To Juniper Harrower, an artist and ecologist, our relationship with plants is as entangled as a bed of ivy. Plant histories have long been interwoven with ours, and we often overlook their majestic beauty. Like so many aspects of our lives being reexamined through the lens of colonialism and development, Harrower wonders how that history fractures our relationship with plants.
“What is the role plants play in constructing our identities,” Harrower asked, “and how do we, in turn, influence their ways of living?”
What: Botanical Entanglements: an ecological art exhibit
When: 10 a.m.-4 p.m., March 12-18
Where: UC Botanical Gardens, Berkeley
Info: Free with garden admission
These are some of the big questions Harrower, a Berkeley resident, explores in “Botanical Entanglements,” a week-long ecological art exhibition at the UC Berkeley Botanical Garden that opens Saturday in the historic Julia Morgan Hall. The site-specific installations are part of Harrow’s year-long residency with Benjamin Blonder’s plant ecology lab at UC Berkeley.
Blonder’s research is on plant resiliency and, in particular, the “biological transportation networks,” i.e., their vascular systems, “all those beautiful branching systems you see when you hold up a leaf to the light,” he said. The work is funded by a National Science Foundation grant that included an artist-in-residency to help interpret the science and bring it to a larger audience.

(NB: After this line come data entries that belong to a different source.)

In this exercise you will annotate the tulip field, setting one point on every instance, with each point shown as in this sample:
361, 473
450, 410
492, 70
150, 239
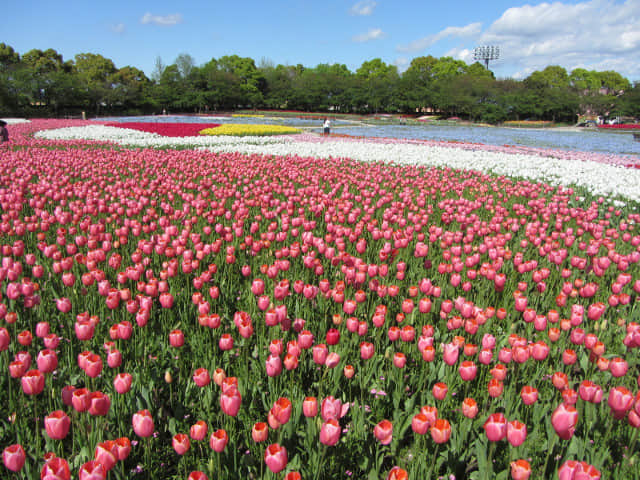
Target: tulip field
213, 309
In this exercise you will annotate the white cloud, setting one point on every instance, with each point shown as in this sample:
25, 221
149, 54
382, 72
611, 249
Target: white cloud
364, 8
118, 28
596, 35
470, 30
372, 34
163, 21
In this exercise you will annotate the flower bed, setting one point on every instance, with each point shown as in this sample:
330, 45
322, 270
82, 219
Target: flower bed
176, 314
528, 123
244, 130
166, 129
621, 126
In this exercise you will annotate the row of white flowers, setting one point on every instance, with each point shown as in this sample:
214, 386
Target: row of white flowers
597, 177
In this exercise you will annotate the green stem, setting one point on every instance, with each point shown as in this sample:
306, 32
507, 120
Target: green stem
433, 462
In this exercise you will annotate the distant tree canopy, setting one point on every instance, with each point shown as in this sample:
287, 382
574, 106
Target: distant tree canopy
42, 83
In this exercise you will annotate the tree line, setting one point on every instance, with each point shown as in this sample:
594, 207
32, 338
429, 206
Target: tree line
41, 83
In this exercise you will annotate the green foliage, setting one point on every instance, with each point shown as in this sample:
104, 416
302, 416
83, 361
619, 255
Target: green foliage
42, 83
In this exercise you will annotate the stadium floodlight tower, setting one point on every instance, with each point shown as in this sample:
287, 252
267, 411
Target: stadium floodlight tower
486, 53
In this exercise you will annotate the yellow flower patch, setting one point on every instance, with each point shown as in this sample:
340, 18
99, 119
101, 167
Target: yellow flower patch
242, 130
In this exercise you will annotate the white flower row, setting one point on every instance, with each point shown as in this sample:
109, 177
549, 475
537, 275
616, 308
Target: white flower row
15, 121
597, 177
137, 138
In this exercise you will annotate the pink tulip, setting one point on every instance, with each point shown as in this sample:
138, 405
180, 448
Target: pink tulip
55, 469
181, 443
14, 457
57, 425
383, 431
106, 454
330, 432
92, 470
32, 382
516, 433
230, 401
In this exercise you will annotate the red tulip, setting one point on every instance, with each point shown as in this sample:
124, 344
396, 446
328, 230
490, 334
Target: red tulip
57, 425
197, 475
106, 453
564, 419
92, 470
495, 427
572, 469
420, 424
47, 361
516, 433
383, 431
310, 407
32, 382
620, 401
467, 370
55, 469
218, 440
397, 473
529, 395
201, 377
259, 432
99, 404
122, 382
142, 422
331, 408
590, 392
230, 401
176, 338
123, 448
181, 443
281, 410
330, 432
273, 365
440, 431
275, 456
469, 408
198, 430
14, 457
440, 390
80, 399
520, 470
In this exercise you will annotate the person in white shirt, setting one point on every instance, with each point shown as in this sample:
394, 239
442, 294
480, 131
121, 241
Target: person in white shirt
326, 126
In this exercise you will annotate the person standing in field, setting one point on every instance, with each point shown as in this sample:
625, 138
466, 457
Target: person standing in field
326, 126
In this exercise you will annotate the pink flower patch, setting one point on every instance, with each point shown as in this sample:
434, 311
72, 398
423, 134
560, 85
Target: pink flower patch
166, 129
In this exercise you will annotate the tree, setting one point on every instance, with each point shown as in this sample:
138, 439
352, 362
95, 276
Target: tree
158, 68
9, 58
630, 101
131, 90
585, 81
94, 72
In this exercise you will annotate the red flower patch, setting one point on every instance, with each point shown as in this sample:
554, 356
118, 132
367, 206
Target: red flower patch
166, 129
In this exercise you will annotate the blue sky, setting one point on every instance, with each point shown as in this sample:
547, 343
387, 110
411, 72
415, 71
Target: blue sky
597, 35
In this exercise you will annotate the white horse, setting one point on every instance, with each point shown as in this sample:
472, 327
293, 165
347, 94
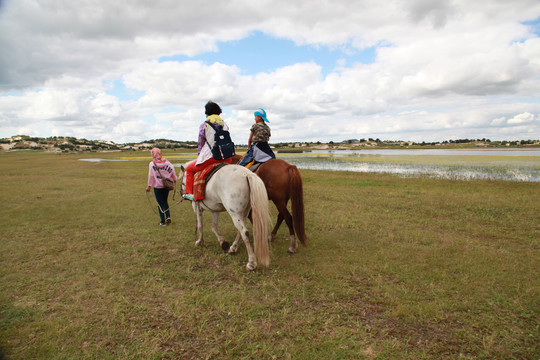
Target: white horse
236, 190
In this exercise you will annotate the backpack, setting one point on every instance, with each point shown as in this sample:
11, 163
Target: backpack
223, 145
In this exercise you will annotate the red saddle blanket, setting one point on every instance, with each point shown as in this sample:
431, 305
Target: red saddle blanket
201, 177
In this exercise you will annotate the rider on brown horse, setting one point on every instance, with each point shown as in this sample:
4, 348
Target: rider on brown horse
258, 149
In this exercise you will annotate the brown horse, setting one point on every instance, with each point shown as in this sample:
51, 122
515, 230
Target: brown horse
283, 182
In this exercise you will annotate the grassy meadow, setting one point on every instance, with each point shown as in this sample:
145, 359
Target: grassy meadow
396, 268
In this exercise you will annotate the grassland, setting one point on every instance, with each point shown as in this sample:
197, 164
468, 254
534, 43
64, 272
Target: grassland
395, 269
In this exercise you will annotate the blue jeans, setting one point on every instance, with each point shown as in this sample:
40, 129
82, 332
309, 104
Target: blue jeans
162, 196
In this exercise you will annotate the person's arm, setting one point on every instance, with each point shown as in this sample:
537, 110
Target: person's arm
149, 177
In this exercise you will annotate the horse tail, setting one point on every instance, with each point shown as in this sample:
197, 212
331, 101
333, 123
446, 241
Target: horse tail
261, 217
296, 193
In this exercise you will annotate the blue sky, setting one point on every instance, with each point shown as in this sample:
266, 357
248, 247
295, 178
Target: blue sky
408, 70
263, 53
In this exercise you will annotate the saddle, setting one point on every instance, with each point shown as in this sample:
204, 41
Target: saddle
202, 177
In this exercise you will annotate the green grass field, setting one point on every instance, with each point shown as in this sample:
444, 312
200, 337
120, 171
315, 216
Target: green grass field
395, 269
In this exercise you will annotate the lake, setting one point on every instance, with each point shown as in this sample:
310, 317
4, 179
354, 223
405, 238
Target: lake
466, 164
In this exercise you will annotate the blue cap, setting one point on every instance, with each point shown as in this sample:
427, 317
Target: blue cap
261, 113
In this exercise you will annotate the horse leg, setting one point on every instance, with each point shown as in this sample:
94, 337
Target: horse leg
198, 214
215, 229
272, 235
240, 223
286, 215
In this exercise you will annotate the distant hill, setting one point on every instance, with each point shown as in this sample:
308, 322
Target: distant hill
71, 144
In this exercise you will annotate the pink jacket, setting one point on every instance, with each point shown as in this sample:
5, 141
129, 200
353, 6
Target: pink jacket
166, 169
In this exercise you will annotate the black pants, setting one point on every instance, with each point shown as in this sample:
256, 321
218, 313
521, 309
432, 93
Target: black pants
162, 196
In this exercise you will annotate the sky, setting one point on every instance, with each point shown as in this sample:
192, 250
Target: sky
134, 70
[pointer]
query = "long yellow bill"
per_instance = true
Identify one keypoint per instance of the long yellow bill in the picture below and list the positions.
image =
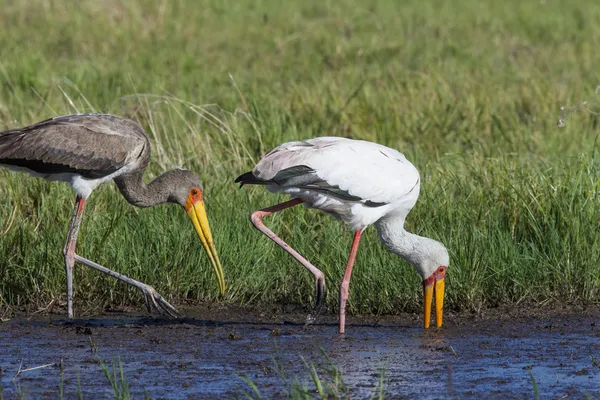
(439, 302)
(428, 291)
(197, 214)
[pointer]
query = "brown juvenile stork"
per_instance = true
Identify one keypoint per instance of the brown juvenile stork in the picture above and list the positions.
(87, 150)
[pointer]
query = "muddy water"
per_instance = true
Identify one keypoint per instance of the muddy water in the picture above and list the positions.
(205, 355)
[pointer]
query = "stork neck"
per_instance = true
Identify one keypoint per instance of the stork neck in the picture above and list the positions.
(139, 194)
(411, 247)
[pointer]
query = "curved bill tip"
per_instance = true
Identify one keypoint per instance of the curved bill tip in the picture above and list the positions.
(439, 302)
(197, 214)
(429, 289)
(427, 301)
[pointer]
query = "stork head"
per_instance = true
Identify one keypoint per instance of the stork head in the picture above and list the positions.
(188, 192)
(432, 265)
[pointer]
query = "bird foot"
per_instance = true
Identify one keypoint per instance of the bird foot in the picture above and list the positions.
(320, 300)
(156, 301)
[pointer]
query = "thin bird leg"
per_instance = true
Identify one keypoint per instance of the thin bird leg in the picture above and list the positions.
(69, 249)
(256, 218)
(158, 301)
(345, 286)
(71, 258)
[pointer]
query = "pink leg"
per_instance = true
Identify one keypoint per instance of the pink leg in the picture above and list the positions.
(69, 250)
(345, 286)
(256, 218)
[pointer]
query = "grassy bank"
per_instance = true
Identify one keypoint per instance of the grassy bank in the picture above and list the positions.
(469, 91)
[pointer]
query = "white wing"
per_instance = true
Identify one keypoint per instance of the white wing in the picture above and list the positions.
(367, 171)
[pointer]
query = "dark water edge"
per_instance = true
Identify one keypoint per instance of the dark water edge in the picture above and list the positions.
(207, 355)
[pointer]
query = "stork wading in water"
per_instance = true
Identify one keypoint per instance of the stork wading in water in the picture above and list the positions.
(361, 183)
(87, 150)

In the end, two artists were accepted from a pool of international applicants from about 10 countries: Harrower and South Side Symphony composer Marcus Norris, who will perform the premiere of a concerto inspired by the resilience of plant communities during a closing night ceremony that is already sold out.

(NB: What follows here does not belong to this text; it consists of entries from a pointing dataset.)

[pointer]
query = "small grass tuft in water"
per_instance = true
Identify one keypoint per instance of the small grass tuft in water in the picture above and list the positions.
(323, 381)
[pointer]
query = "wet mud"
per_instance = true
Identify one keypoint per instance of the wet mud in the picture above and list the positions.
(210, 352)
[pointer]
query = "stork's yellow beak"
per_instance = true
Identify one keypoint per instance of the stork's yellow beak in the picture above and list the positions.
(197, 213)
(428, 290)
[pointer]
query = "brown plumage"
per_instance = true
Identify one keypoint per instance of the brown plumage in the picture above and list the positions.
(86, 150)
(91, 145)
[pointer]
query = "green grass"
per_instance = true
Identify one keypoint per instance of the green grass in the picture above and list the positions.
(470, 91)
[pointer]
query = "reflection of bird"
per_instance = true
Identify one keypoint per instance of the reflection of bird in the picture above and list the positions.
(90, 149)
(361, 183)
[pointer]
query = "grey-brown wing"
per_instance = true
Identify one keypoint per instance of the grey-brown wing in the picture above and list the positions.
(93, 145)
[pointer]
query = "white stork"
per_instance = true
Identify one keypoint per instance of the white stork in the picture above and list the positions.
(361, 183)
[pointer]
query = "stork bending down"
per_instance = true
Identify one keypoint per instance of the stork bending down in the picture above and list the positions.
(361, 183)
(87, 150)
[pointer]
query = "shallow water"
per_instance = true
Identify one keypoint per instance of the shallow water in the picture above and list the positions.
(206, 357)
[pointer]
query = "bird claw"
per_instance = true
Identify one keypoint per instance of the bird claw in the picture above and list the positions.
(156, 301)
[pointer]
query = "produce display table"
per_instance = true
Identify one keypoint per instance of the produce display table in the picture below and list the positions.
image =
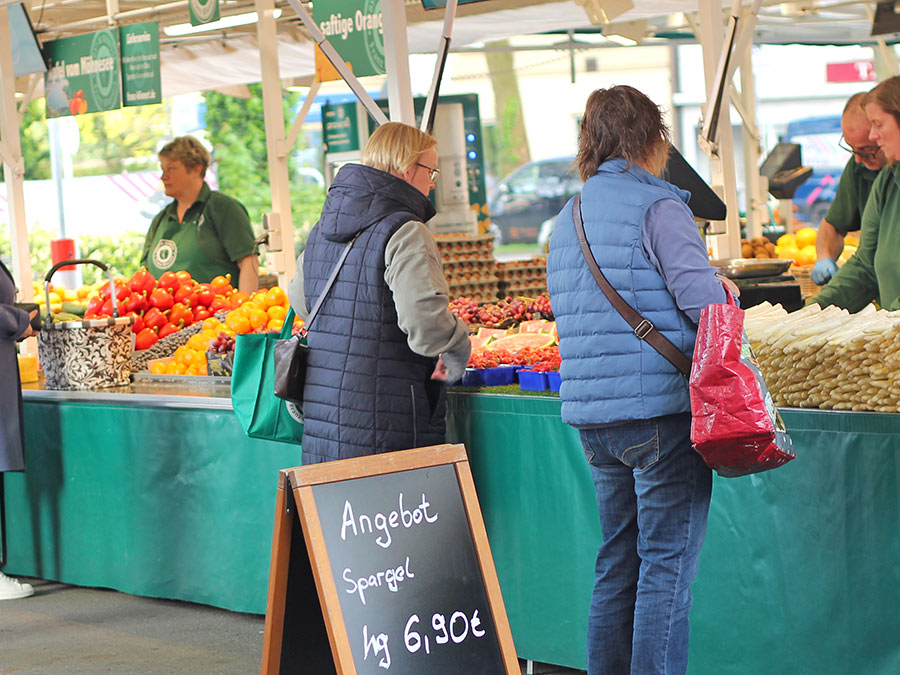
(158, 493)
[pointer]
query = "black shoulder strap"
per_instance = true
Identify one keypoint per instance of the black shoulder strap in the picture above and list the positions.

“I was so impressed with their work I decided to choose both,” Blonder said.
Harrower’s research involves “multispecies entanglements under climate change,” according to her website, and is known for her work on how fungal networks and moths contribute to the life of a Joshua Tree, now being considered for endangered species designation. What also made Harrower stand out as a candidate is her unusual combination art-and-ecology doctorate from UC Santa Cruz. Along with her residency, which ends in May, she is working on an MFA at UC Berkeley. She began work on the exhibition in the fall of 2021.

Harrower and Blonder’s research intersects in their emphasis on the impacts of climate change on plants and communities. In the exhibition, Harrower relies on many of the techniques used in Blonder’s lab to study plants’ vascular systems.

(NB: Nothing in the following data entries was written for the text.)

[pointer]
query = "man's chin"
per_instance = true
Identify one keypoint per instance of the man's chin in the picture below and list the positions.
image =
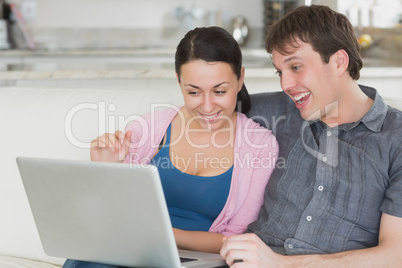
(311, 116)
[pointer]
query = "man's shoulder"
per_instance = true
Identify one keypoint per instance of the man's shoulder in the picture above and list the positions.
(268, 107)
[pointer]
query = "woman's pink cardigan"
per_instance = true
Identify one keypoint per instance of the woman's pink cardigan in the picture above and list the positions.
(255, 154)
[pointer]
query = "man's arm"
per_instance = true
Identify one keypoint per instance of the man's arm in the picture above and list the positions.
(255, 253)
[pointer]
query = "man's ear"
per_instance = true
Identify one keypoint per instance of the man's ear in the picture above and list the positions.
(341, 58)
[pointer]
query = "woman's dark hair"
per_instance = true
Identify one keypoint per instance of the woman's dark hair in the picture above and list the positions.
(326, 30)
(213, 44)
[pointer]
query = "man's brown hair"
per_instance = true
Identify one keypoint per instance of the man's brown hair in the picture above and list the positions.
(326, 30)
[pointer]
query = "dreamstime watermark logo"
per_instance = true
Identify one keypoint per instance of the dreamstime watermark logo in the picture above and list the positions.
(149, 125)
(108, 121)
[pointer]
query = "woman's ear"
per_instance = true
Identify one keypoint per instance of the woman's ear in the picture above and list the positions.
(341, 58)
(241, 79)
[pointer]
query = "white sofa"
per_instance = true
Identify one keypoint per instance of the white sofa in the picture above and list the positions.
(56, 123)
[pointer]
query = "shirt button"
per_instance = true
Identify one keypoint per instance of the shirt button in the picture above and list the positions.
(320, 188)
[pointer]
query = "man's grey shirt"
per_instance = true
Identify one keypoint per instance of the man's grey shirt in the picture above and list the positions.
(330, 185)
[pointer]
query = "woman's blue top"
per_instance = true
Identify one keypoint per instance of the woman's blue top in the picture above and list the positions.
(193, 202)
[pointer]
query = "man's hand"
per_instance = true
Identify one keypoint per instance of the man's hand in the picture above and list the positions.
(248, 250)
(111, 147)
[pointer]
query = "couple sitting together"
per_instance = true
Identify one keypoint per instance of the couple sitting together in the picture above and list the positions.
(322, 189)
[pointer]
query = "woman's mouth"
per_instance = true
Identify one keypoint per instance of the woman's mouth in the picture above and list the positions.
(301, 98)
(211, 117)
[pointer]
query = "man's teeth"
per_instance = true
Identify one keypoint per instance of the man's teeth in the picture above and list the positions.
(303, 95)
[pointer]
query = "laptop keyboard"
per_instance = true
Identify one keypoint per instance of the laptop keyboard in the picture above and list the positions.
(183, 259)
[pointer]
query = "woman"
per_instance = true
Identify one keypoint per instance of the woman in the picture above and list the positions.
(214, 162)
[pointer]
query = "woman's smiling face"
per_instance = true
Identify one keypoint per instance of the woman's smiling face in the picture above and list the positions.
(210, 92)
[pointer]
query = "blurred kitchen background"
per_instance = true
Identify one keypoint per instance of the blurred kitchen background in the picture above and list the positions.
(54, 35)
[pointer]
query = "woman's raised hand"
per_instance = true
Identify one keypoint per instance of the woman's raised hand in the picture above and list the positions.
(111, 147)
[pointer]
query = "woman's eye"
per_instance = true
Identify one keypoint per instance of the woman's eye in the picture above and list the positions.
(192, 93)
(219, 92)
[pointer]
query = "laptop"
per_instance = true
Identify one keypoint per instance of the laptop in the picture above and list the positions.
(109, 213)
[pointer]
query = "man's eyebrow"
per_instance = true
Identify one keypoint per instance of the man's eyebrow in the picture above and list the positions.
(190, 85)
(216, 86)
(292, 58)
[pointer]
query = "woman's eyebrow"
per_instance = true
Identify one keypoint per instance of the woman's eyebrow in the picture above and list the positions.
(220, 84)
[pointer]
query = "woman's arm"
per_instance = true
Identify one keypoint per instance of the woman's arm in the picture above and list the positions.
(198, 240)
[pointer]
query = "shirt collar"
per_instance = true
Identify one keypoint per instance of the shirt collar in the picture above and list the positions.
(375, 117)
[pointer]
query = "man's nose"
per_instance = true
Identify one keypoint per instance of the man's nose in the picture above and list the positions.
(288, 82)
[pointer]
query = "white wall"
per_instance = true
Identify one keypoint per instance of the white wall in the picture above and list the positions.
(135, 13)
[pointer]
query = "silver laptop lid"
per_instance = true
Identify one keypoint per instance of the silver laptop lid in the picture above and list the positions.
(100, 212)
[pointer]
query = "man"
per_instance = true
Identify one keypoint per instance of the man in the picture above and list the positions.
(337, 199)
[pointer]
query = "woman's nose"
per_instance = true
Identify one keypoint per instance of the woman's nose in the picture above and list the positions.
(208, 103)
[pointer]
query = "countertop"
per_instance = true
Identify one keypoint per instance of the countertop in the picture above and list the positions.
(256, 62)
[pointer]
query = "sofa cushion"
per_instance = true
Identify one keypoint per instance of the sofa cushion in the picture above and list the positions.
(55, 123)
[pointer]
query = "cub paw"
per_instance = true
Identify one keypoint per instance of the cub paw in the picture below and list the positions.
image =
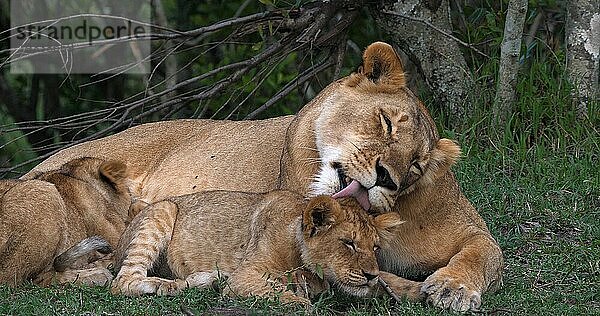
(449, 293)
(170, 287)
(146, 285)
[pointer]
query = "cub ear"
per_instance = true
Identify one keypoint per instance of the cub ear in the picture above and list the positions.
(443, 156)
(321, 213)
(114, 173)
(382, 65)
(387, 221)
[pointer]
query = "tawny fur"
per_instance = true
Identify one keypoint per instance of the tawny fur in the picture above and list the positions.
(43, 217)
(367, 119)
(258, 240)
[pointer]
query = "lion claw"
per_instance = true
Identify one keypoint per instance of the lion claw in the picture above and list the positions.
(448, 293)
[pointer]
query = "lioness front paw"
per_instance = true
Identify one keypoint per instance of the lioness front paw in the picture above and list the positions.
(448, 293)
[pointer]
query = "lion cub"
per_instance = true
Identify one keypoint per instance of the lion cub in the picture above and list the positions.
(43, 217)
(256, 240)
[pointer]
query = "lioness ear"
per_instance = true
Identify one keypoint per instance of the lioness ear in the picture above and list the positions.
(387, 221)
(382, 65)
(320, 214)
(114, 173)
(443, 156)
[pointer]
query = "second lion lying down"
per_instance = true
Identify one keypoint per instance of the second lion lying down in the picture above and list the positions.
(255, 239)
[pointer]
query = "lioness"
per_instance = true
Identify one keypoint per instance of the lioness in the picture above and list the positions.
(255, 239)
(43, 217)
(365, 135)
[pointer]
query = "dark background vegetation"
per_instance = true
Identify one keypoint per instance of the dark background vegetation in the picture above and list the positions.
(535, 180)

The exhibition is made up of five displays across two rooms. All the installations focus on five local medicinal plants — Yerba mansa, Gingko Biloba, Datura metel, Vitus californica (California wild grape) and Nymphaea alba (California water lily) — Harrower chose because of our interactions with them over the centuries. The plants came from her backyard, as well as the botanical garden.
The first room contains hand-embroidered leaf tapestries that turn the scientific images of leaves into a craft, raising questions about the history of embroidery and women’s work. Harrower embroidered the edges of the scientific images in white, so they fade into the background.
“I was thinking about these acts of care, the process of embroidery. Where do we embroider and what do we embroider on?” Harrower asked.
In the same room, displayed against a window so light can filter through it is a silk web containing leaves that have been decayed and dyed using a process in Blonder’s lab that highlights their veins. The leaves are interspersed with those that contain images of local history — for example, the image of a coyote’s eye imprinted on a giant California maple leaf. The intention, said Harrower, reflects “multiple plant histories, decayed and woven together.”
Harrower’s grandest gesture appears in the second, taller room, where scaled-up images of five local plant leaves appear on 12-foot banners.
“I wanted to make the images giant and give visitors a moment to spend time with them, to stand before the majesty of millions of years of evolution,” she said.
Again, the blown-up images represent the five medicinal plants used in all the installations, but Harrower does not reveal the plant names on the banners. Naming “reflects the act of claiming and ideas about empire and colonization” since the plants have Eurocentric names. “There are problematic histories to that,” Harrower said.
Harrower also purposefully abstracted the images, leaving the edges blurred, requiring viewers to take in the images as art, a push-back against “the traditional, scientific, white male gaze.”
Also in the second room is an 8-foot tree sculpture made from a large manzanita shrub from Grass Valley that died due to the ecological combination of drought and the atmospheric river, making a statement about climate change. Instead of using real leaves from the five plants, which would have become brittle, she created leaf prints using mulberry paper dipped in beeswax. She then embedded the leaves with images from the local environment.
“This is a raven that would visit the plant often,” Harrower said. “Here is a pollinator near this Ginkgo. You can see a pile of cigarette butts here. These are all localized histories that I started the conversation with, bringing together the local histories that impact how plants grow.”

A do-it-yourself component of the exhibition involves viewing tiny slides depicting the surrounding property in the 1880s, when it had been a ranch with cleared meadows, contemplating the history of the land and its evolution.
“I am inviting you to look back at their history and gaze at these stories,” she said.